I already knew Singh wasn't in the house. The car still wasn't in the driveway. And besides, I was pretty sure he was dead. Still, I asked anyway.
“Is Samuel Singh here?” I asked Susan Lu.
“He isn't,” Lu said. “He went out first thing this morning for a pack of cigarettes for me and he hasn't returned. He should have been back hours ago. And he isn't answering his cell phone. Men are such shits. Listen, I'd like to chat, but I have to get ready for work and I'm not feeling all that social without my goddamn cigarettes.”
The dog was barking now. Yap yap yap. And every time it yapped its little front paws would come off the ground.
“Is that Samuel's dog?”
“Yeah, I don't know what's wrong with it. Usually the little turd just mopes in the corner. I've never seen it trying to get out like this.”
Lula took a step back and nervously shifted foot to foot. God only knows what she had in her purse. Suckling pig, two dozen hamburgers, a twenty-pound turkey.
“Sammy brought the dog with him just to piss off some awful old woman and her daughter. He was boarding with them and he said the old woman was something out of a horror movie. He wanted to take a picture of himself with the dog and send it back to them, but he hasn't gotten around to it. After he gets his picture the dog's going to the pound. Nasty beast.”

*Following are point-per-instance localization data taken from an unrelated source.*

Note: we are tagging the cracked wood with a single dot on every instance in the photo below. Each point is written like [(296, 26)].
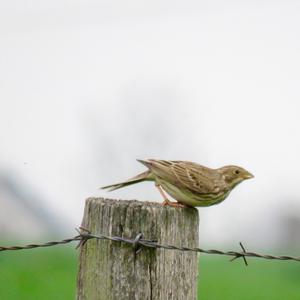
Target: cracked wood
[(110, 270)]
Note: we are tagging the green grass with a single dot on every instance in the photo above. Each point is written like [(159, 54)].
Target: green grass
[(48, 273), (51, 274), (261, 279)]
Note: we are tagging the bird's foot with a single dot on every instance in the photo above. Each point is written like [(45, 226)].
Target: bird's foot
[(173, 204)]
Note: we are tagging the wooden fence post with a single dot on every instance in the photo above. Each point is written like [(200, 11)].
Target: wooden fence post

I gave Susan Lu my card. “Tell Samuel to call me when he comes in.”
“Sure.”
Lula, Connie, and I left Lu, got into the car, and I backed out of the driveway. I drove around the block and parked three doors down from Lu, behind a van so we could watch the house.

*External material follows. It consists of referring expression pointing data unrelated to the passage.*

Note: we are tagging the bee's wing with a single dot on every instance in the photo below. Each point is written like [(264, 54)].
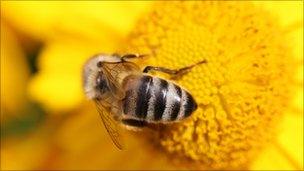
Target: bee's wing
[(110, 124)]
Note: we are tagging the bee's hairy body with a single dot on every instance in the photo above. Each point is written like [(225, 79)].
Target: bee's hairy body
[(125, 94), (154, 100)]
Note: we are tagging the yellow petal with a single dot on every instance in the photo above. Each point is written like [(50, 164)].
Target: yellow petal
[(44, 20), (14, 72), (58, 84), (241, 90)]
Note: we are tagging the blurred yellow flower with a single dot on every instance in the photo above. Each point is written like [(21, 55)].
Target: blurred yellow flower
[(14, 73), (243, 90)]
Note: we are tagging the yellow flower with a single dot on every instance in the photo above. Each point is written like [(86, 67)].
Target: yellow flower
[(14, 73), (243, 89)]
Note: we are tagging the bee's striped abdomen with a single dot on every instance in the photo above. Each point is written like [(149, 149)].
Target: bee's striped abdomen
[(156, 100)]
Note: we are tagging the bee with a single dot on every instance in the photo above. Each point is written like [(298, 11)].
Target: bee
[(125, 95)]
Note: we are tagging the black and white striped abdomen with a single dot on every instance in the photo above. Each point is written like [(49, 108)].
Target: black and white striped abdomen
[(156, 100)]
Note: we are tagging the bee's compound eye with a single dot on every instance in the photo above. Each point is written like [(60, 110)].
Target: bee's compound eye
[(99, 64)]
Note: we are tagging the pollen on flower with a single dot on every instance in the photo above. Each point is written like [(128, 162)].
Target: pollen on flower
[(242, 88)]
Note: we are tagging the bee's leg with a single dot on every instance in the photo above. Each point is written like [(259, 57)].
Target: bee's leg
[(133, 124), (175, 72)]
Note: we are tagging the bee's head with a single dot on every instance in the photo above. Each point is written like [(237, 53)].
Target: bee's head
[(95, 83)]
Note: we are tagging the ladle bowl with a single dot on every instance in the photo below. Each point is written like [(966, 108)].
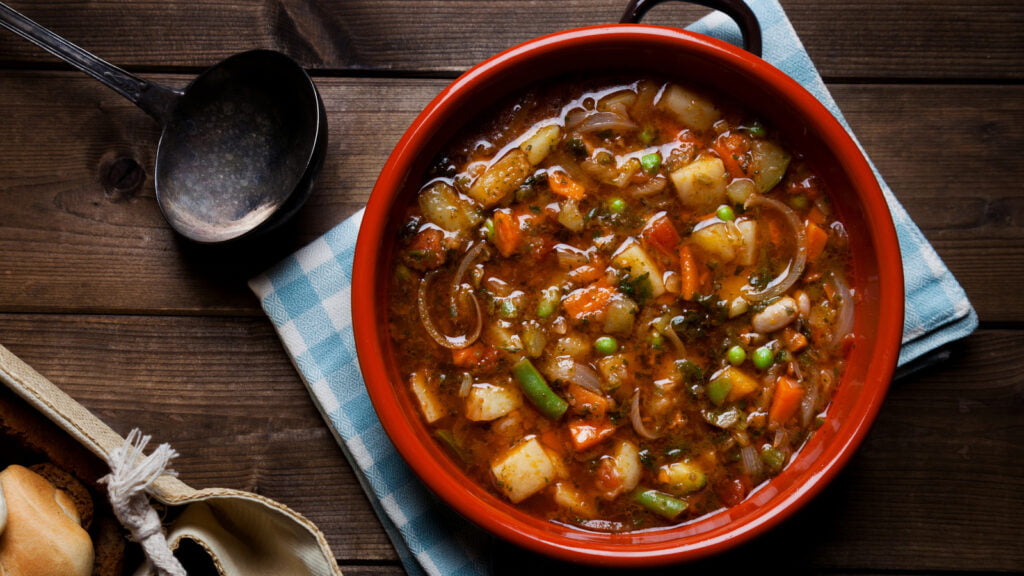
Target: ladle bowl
[(241, 146)]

“You think Singh's gonna show up?” Lula wanted to know.
“Nope.”
“Me, neither.”
“You parking here so you can keep an eye on Lu?”
“Yep.”
“You're waiting for her to leave and then you're gonna snatch the dog, aren't you?”
“Yep.”
Connie was in the backseat, probably reviewing in her mind which of the local bondsmen she'd use to bail us out after we were arrested for breaking and entering.
After fifteen minutes of no air-conditioning, the car started to bake under the desert sun. Lula immediately fell asleep in the heat. She was head back, mouth open. And she was snoring. Loud.
“Holy mother,” Connie said, “I've never heard anyone snore like this. It's like being locked in a car with a jet engine.”
I gave Lula a shove. “Wake up. You're snoring.”
“The hell I am,” Lula said. “I don't snore.” And she went back to snoring.
“I can't take it,” Connie said. “I've got to get out of the car.”
I joined her and we walked down the street. We were wearing baseball hats and dark glasses but no sunblock and I could feel the sun scorching the exposed skin on my arm.